Ironically for "always expose relevant options through system settings" Apple, you can still access font smoothing via command line, e.g. "defaults -currentHost write -g AppleFontSmoothing -int 3". You can use 0-3 where 0 disables it (default) and 3 uses "strong" hinting, with 1 and 2 in between.
If hinting makes the fonts "too thin", your display gamma is probably misconfigured. That kind of artifact is a common side-effect of graphical operations being performed in the wrong gamma space.
I don't see how that would affect a screenshot—the difference is clearly visible in screenshots. Furthermore the differences between Mac, Linux, and Window font rendering are widely discussed on the internet. I think I just prefer the way that Apple chose to render fonts.

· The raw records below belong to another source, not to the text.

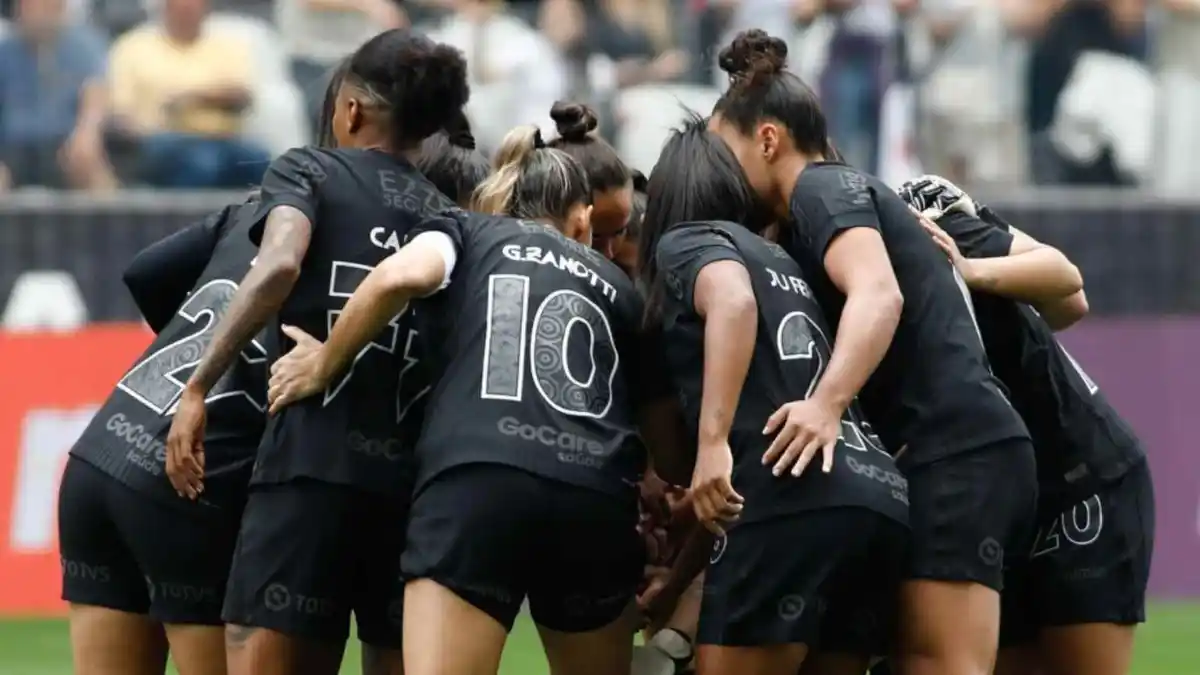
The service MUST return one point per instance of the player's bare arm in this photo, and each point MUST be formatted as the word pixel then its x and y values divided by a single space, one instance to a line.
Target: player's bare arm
pixel 261 294
pixel 858 264
pixel 725 299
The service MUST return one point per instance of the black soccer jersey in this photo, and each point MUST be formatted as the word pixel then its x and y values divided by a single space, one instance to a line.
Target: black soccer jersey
pixel 791 350
pixel 933 392
pixel 360 430
pixel 1081 442
pixel 127 436
pixel 534 350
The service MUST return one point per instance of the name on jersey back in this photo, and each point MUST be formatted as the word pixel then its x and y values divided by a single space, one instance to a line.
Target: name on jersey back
pixel 575 267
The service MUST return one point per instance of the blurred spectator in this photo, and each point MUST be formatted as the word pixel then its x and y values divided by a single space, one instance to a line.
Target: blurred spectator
pixel 52 102
pixel 321 33
pixel 1071 29
pixel 183 91
pixel 859 66
pixel 515 72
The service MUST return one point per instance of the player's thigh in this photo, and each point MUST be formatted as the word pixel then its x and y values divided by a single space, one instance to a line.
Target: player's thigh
pixel 969 511
pixel 474 530
pixel 591 560
pixel 378 592
pixel 1091 563
pixel 862 599
pixel 108 641
pixel 294 562
pixel 99 568
pixel 184 555
pixel 767 581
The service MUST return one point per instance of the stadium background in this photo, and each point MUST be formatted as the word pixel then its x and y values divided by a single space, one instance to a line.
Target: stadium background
pixel 942 85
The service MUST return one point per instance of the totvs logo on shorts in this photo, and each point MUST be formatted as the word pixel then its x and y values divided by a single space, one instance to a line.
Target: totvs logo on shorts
pixel 57 383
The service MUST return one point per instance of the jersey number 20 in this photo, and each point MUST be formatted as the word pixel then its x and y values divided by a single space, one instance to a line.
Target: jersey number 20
pixel 562 324
pixel 159 380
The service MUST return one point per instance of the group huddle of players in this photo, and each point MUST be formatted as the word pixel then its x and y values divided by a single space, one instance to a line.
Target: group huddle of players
pixel 408 383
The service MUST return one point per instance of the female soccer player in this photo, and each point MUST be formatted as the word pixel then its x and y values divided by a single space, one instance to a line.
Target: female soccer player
pixel 808 562
pixel 612 191
pixel 933 399
pixel 1096 495
pixel 318 538
pixel 529 453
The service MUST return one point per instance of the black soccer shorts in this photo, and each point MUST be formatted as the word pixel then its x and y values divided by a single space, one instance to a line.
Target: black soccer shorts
pixel 310 553
pixel 970 511
pixel 131 553
pixel 1087 565
pixel 827 578
pixel 496 535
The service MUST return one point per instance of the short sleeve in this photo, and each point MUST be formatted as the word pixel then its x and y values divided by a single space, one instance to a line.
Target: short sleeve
pixel 294 180
pixel 977 238
pixel 828 201
pixel 684 251
pixel 162 274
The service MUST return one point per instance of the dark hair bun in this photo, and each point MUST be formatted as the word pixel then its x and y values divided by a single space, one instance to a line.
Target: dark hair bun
pixel 459 132
pixel 640 180
pixel 424 82
pixel 574 121
pixel 754 53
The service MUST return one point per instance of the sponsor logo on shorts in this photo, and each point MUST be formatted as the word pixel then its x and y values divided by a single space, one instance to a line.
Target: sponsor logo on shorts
pixel 719 545
pixel 893 479
pixel 791 607
pixel 991 553
pixel 186 593
pixel 571 448
pixel 279 597
pixel 389 449
pixel 145 449
pixel 85 572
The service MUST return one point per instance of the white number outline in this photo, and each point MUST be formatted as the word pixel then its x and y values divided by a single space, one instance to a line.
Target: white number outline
pixel 528 342
pixel 1048 537
pixel 853 432
pixel 388 345
pixel 253 354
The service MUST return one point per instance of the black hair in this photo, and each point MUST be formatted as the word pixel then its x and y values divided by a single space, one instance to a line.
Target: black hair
pixel 577 137
pixel 451 162
pixel 697 178
pixel 325 123
pixel 532 180
pixel 761 87
pixel 634 225
pixel 421 83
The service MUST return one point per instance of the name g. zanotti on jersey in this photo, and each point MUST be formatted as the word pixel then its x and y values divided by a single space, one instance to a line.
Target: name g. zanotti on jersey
pixel 569 264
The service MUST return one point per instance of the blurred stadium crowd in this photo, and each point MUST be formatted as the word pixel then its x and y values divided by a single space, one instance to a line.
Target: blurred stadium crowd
pixel 199 94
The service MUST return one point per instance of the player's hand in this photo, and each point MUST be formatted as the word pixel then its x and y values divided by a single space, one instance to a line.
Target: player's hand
pixel 298 374
pixel 185 444
pixel 935 196
pixel 802 429
pixel 712 488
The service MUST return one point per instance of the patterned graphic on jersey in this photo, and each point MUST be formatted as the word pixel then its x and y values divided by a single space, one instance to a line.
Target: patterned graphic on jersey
pixel 157 381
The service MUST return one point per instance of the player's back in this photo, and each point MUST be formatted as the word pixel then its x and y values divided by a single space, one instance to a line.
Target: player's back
pixel 791 351
pixel 528 347
pixel 361 204
pixel 934 390
pixel 126 437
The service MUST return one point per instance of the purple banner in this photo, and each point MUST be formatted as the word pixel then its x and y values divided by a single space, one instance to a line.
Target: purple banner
pixel 1150 369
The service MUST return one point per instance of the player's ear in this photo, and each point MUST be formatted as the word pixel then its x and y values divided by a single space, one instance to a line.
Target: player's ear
pixel 354 112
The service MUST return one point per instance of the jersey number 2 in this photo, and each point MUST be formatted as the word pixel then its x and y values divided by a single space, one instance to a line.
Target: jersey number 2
pixel 563 320
pixel 159 380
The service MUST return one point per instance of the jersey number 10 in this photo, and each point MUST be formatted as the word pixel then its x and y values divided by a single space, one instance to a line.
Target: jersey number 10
pixel 564 323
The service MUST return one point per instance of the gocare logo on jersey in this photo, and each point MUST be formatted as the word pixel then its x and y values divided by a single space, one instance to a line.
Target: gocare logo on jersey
pixel 571 448
pixel 145 451
pixel 571 266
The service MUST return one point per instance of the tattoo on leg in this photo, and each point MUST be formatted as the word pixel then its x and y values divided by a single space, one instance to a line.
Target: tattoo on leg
pixel 238 635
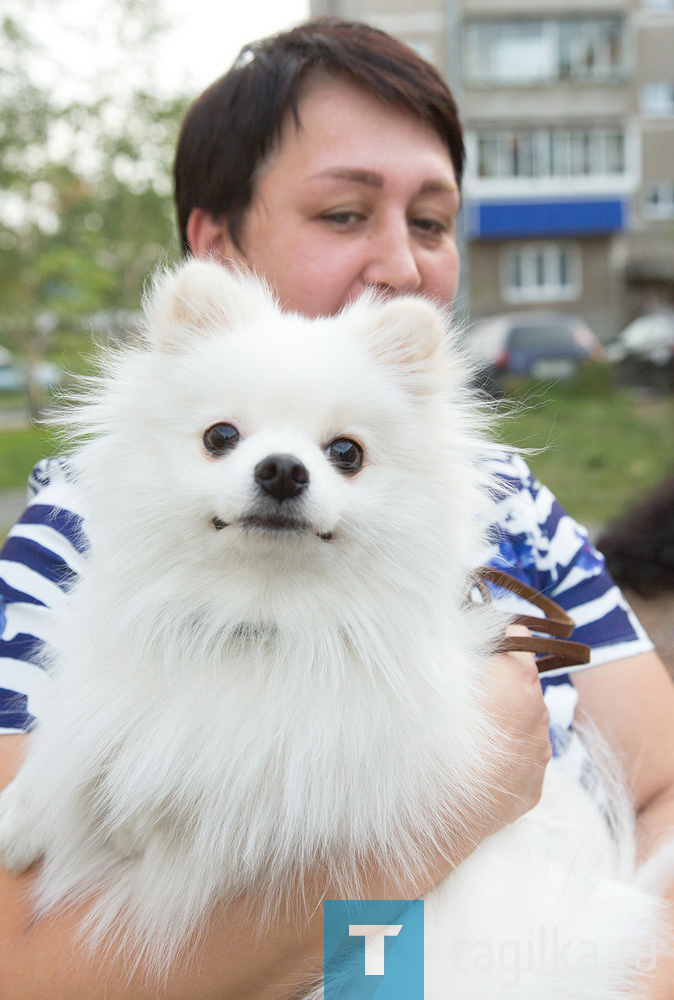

Yes, there is an issue with freetype where the gamma is different between otf and ttf fonts. otf will apply the gamma automatically, but for ttf you have to force stem darkening at the current time.
i always disliked hinting aswell, but thankfully one can just disable hinting on linux, and then fonts actually look fairly similar to what osx did(~10-15 years ago)
Full hinting is a must-have if you turn AA off and use fonts that were designed to be hinted to a pixel grid.
Fonts have several distinct periods where they were designed expecting that renderers would function a certain way. File format notwithstanding, one size does not fit all. You really do need to match your font to your renderer's settings.
You can also match your renderer's settings to your font, and have it different for different fonts, via fontconfig. But actually using that is pretty advanced.
that may well be, but for me, I choose no hinting, with AA activated, and if a font does not look good, I simply do not use it.
IF i specifically REALLY wanted a font that required hinting to look good, I would make a special config for that particular font, but I would need some serious advantage to bother doing that
Why not use slight hinting then? FreeType explains it as only using the vertical hint but not the horizontal one and they recommend this as working well with cleartype fonts and pretty well with non-cleartype fonts.
Ironically for "always expose relevant options through system settings" Apple, you can still access font smoothing via command line, e.g. "defaults -currentHost write -g AppleFontSmoothing -int 3". You can use 0-3 where 0 disables it (default) and 3 uses "strong" hinting, with 1 and 2 in between.